Globally, the largest share of all investigations concerning alleged bribery of either domestic or foreign officials was registered in the extractive industries, engineering and construction, as well as the aerospace and security sectors.
The highest number of investigations concerning the foreign bribery of domestic officials occurred in the Asia Pacific region (29 per cent), followed by the Americas (27 per cent) and Europe (23 per cent). Among the more than 60 investigations in European countries, 34 were conducted in emerging Europe: Poland (nine cases), Hungary (six cases), Croatia (four cases), Czechia (two cases), Latvia (two cases), North Macedonia (two cases), as well as Armenia, Bulgaria, Lithuania, Montenegro, Serbia, Slovakia and Slovenia (one case in each country).

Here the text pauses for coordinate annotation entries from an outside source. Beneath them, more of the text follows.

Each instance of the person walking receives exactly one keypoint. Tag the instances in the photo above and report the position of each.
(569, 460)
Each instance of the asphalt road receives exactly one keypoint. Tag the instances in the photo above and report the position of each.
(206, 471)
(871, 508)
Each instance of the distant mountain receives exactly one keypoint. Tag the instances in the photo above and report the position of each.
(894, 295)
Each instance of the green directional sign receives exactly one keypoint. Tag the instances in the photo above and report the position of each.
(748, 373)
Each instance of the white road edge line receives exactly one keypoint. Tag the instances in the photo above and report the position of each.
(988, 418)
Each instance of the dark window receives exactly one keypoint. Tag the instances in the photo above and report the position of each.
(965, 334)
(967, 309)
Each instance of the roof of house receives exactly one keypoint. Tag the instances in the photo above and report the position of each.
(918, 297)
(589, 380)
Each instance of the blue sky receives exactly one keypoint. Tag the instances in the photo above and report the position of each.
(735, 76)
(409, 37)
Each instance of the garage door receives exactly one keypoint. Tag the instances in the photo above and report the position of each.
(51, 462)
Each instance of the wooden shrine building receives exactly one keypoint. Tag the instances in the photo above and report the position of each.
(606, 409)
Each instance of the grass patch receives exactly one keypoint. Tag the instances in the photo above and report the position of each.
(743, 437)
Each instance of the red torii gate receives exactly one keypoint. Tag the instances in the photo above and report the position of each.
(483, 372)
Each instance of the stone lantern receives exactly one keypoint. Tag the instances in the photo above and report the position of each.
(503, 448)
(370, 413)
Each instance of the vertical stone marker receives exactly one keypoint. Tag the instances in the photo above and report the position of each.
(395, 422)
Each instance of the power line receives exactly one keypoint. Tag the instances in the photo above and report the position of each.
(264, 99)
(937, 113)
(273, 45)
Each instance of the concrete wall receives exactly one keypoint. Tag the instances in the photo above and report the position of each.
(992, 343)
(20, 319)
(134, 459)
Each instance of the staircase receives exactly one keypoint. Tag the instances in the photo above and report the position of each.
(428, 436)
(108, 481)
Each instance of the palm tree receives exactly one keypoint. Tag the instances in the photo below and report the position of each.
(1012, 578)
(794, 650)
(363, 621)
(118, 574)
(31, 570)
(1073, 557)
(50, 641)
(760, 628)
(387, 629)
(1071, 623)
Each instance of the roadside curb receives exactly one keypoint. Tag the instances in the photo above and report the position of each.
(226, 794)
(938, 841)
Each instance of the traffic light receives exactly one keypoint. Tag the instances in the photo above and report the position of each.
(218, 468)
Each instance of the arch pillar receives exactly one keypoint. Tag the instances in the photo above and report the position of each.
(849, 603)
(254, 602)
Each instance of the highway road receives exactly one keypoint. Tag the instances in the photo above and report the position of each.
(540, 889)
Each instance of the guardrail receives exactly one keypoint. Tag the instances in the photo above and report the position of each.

In 2019, only Czechia, Hungary, Romania and Ukraine reported investigations concerning the bribery of foreign officials.
“Most of the Central and Eastern European countries mentioned have only a few investigations or enforcement actions, a stark contrast with the high bribery risk indicated by indexes such as the TRACE Bribery Risk Matrix,” Alexandra Wrage, the president of TRACE International tells Emerging Europe, adding that a partial explanation for this may be that some Central and Eastern European economies are not significantly exposed to western business, as in the examples of Belarus and Moldova, countries that do not appear at all in the Global Enforcement Report.
“However, we suspect there is another factor at play,” Ms Wrage continues, noting that some Central and Eastern European countries – as former republics of the USSR – find themselves in the crosshairs of the confrontation between the West and Russia—and to a lesser extent, the United States and China.
“These countries share a corrupt Soviet past, with their planned economies and post-Soviet wild capitalism. Russia has a history of using corruption as a geopolitical tool to help itself claim this region as its sphere of influence,” she adds.
TRACE International suspects that there may be significant geopolitical motivations and considerations for the pervasive corruption in this region on the one hand, and an underwhelming external anti-corruption response on the other.
Sustained, principled anti-corruption action from the outside against corrupt elites may push a country in limbo toward Russia, as happened in Ukraine in 2013. This approach could also stir up uncontrolled anti-corruption public sentiment, inviting Russia’s covert involvement or even outright military intervention, and undermining the modestly corrupt but pro-western governments.
“As in the case of Ukraine, a less direct approach we have seen is an attempt by western governments to boost local anti-corruption laws, rather than applying the sometimes blunt tool of US anti-bribery enforcement. Anti-corruption efforts will also continue to materialise in the form of trade leverage, as well as requirements for loans from development banks,” Ms Wrage concludes.